Este versículo exhibe un engaño que ha crecido silenciosamente entre los cristianos modernos: creer que estar informados es lo mismo que estar transformados.
Y no es así.
INFORMACIÓN SIN OBEDIENCIA= AUTOENGAÑO.
No alcanza con saber que la oración es importante… si no oramos.
No alcanza con conocer que Dios manda perdonar… si seguimos guardando rencor.
No alcanza con entender la Gran Comisión… si nunca evangelizamos.
Jesús lo dijo con firmeza: “Enséñenles a guardar todo lo que les he mandado.” (Mateo 28:20) La palabra guardar significa vivir, practicar, obedecer. Jesús enseñaba con vida, no con teorías.
En nuestros días, asociamos “enseñar” con aulas, cuadernos y cursos. Pero en el Reino, aprender siempre fue sinónimo de ver, imitar, encarnar. Los discípulos vieron a Jesús orar… y recién entonces le dijeron: “Señor, enséñanos a orar” (Lucas 11:1). Vieron a Jesús lavar pies… y entendieron el servicio. Vieron su carácter… y aprendieron humildad.

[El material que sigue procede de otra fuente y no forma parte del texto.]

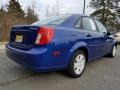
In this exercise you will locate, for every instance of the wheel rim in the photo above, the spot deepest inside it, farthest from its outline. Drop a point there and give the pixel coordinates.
(114, 51)
(79, 64)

HOY NOS SOBRA TEORÍA Y NOS FALTA PRÁCTICA.
Nos hemos convertido en un pueblo muy informado, pero poco transformado.
Sabemos acerca de la vida cristiana, pero no la vivimos.
Tenemos estudios, conferencias, cursos… pero pocas obediencias concretas.
Lo dije una vez y lo repito: Cristo nunca quiso informarnos; Él quiso transformarnos.
Por eso Santiago 1:22 nos sacude, nos despierta, nos confronta: “Si se informan pero no hacen nada, se están engañando a ustedes mismos.”(Paráfrasis)
La verdadera madurez espiritual no se mide por conocimiento, sino por obediencia. Porque la Biblia solo produce frutos cuando pasa de la mente al corazón y del corazón a la vida.